Short‐term starvation stress at young adult stages enhances meiotic activity of germ cells to maintain spermatogenesis in aged male Caenorhabditis elegans

• Published in: Aging cell Vol. 18; no. 3; pp. e12930 - n/a
• Main Authors: Chou, Wan‐Yi, Lin, Yu‐Chun, Lee, Ying‐Hue
• Format: Journal Article
• Language: English
• Published: England John Wiley & Sons, Inc 01.06.2019; John Wiley and Sons Inc
• Subjects: Aging; Aging - genetics; Anaphase; Anaphase-promoting complex; anaphase‐promoting complex/cyclosome (APC/C); Animals; Caenorhabditis elegans; Caenorhabditis elegans - cytology; Caenorhabditis elegans - genetics; Caenorhabditis elegans - growth & development; CDC‐20; Genetic engineering; Germ cells; Germ Cells - cytology; Germ Cells - metabolism; Male; Males; Meiosis; Meiosis - genetics; Mitosis; Nematodes; Original; Physiological aspects; short‐term starvation; Spermatogenesis; Spermatogenesis - genetics; Starvation; Starvation - genetics; stress response hormesis; Stress, Physiological - genetics; Teenagers; Ubiquitin; Ubiquitin-protein ligase; Young adults; Youth; spermatogenesis; stress response hormesis; meiosis; CDC-20; short-term starvation; anaphase-promoting complex/cyclosome (APC/C)

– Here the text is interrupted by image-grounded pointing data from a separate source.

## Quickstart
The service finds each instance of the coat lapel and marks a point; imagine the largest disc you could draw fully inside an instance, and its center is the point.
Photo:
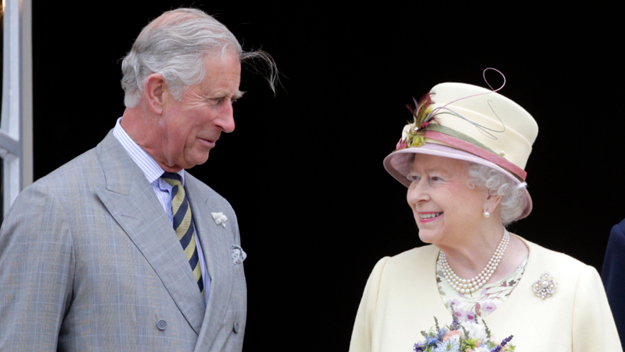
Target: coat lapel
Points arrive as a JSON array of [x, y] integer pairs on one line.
[[216, 242], [131, 201]]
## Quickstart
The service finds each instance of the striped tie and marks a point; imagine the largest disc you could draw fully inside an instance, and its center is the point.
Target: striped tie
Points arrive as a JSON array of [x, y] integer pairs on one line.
[[183, 224]]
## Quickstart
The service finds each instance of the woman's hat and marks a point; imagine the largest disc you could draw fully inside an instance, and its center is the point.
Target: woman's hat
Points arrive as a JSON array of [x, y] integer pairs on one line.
[[471, 123]]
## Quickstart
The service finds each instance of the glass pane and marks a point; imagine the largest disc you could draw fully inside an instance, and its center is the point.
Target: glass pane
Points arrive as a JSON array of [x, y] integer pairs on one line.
[[1, 190]]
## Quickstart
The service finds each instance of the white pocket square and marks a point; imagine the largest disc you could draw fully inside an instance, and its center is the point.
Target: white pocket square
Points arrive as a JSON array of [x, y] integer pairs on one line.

• ISSN: 1474-9718; 1474-9726
• DOI: 10.1111/acel.12930

To survive and reproduce, living organisms must evolve numerous mechanisms to re‐adjust their physiology when encountering adverse conditions that subject them to severe stress. We found that short‐term starvation (STS) stress in young adult male Caenorhabditis elegans can significantly improve their vitality (relative to nonstressed males) when they are aged. In addition, we found that stress‐treated aged males maintained reproductive activity equivalent to young males, whereas nonstressed aged males quickly lost reproductive ability. STS stress can preserve sperm number and quality in aged male worms. Spermatogenesis involves germ cell mitosis and meiosis. We found that germ cell meiotic activity is more sensitive to aging than mitotic activity and is declining rapidly with age. We examined the role of numerous factors important for spermatogenesis on STS‐preserved spermatogenesis during aging. Our results show that mutant strains deficient in anaphase‐promoting complex/cyclosome (APC/C) function fail to exhibit the STS stress‐enhanced spermatogenesis found in wild‐type N2 worms, suggesting that the mechanism underlying starvation‐induced spermatogenesis involves the APC/C complex, a conserved ubiquitin‐protein ligase E3 complex. Furthermore, transgenic expression of FZY‐1/CDC‐20, a coactivator of APC/C, ameliorated the age‐associated decline of meiosis, similar to the hormetic effect of STS. A short‐term starvation (STS) treatment in young adult male Caenorhabditis elegans significantly improves their reproduction fitness when they are aged. STS stress preserves sperm number and quality in aged male worms, and the mechanism underlying requires anaphase‐promoting complex/cyclosome (APC/C) activity crucial for meiotic division to produce sperms. STS‐induced hormetic effects prevent the age‐associated decline of FZY‐1/CDC‐20 expression, which in turn maintains APC/C activity from decline with age.